Considering your form is fairly simple you would not need this.
#Shef's code would certainly do the job but I thought you might be interested in some more.
<?php
// check the form has been submitted
if (isset($_POST['submit'])) {
// escape the form fields and assign them to variables
// validate myname to ensure the user entered data
if (isset($_POST['myname']) && $_POST['myname']!='') {
$myname = mysql_real_escape_string($_POST['myname']);
} else {
// create an error variable array to store errors to display
$errors[] = 'Please enter your name';
}
// no need to validate selection here as it alway's has a value
$classtype = mysql_real_escape_string($_POST['selection']);
// validate agree unless you want to add 'checked' to one of the values
if (isset($_POST['agree']) && $_POST['agree']!='') {
$agree = mysql_real_escape_string($_POST['agree']);
} else {
$errors[] = 'Please tell us if you agree?';
}
//if errors found tell the user else write and execute the query
if ($errors) {
$message = '<p class="error">We found a problem:</p><ul>';
foreach($error as $msg){
$message .= '<li>'.$msg.'</li>';
}
$message .= '</ul><p>Please fix the error/s to continue.</p>';
} else {
// write the query
$query = "INSERT INTO table (myname, classtype, agree) VALUES ";
$query .= "('$myname','$classtype','$agree')"
// run the query
mysql_query($query);
$message = '<p class="sucessful">Thanks '.htmlspecialchars($myname).'. Your selection has been saved.</p>';
}
}
// print the message
// show the variables in the form field so they don't need re-input
if ($message!='') { echo $message; }
?>
<form action="" method="post" enctype="multipart/form-data">
<strong>Your Name: </strong><br>
<input type="text" name="myname" value="<?php echo htmlspecialchars($myname) ?>" />
<br /><br/>
<strong>Which class type you want:</strong><br>
<select name="selection">
<option value="A"<?php if ($classtype=='A') { echo ' selected'; } ?>>A</option>
<option value="B"<?php if ($classtype=='B') { echo ' selected'; } ?>>B</option>
<option value="C"<?php if ($classtype=='C') { echo ' selected'; } ?>>C</option>
</select>
<strong>Do you agree?</strong><br>
<input type="radio" name="agree" value="Yes"<?php if ($agree=='Yes') { echo ' checked'; } ?>> or
<input type="radio" name="agree" value="No"<?php if ($agree=='No') { echo ' checked'; } ?>>
<input type="submit" name="submit" value="Submit">
</form>
Also: #sqwk, Don't point people towards w3schools, see this: http://w3fools.com/
Check whether there is any data in the $_POST array and get the values from it.

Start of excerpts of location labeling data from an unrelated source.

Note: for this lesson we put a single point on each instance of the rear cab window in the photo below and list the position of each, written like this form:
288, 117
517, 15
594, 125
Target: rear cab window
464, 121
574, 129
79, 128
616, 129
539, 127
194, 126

Have a look hereāthe second example down is what you need: http://www.w3schools.com/php/php_mysql_insert.asp
(You do have to make the changes that Shef suggested, though.)
Also remember to check your data-integrity, otherwise people could use your insert to run malicious code.
check this simple example:
<form action="welcome.php" method="post">
Name: <input type="text" name="name" />
Sname: <input type="text" name="sname" />
<input type="submit" />
</form>
after you submit form, you can take name and sname.
welcome.php::
<?php
$name= $_POST["name"];
$sname= $_POST["sname"]; ?>
now you can use this variables as if you want.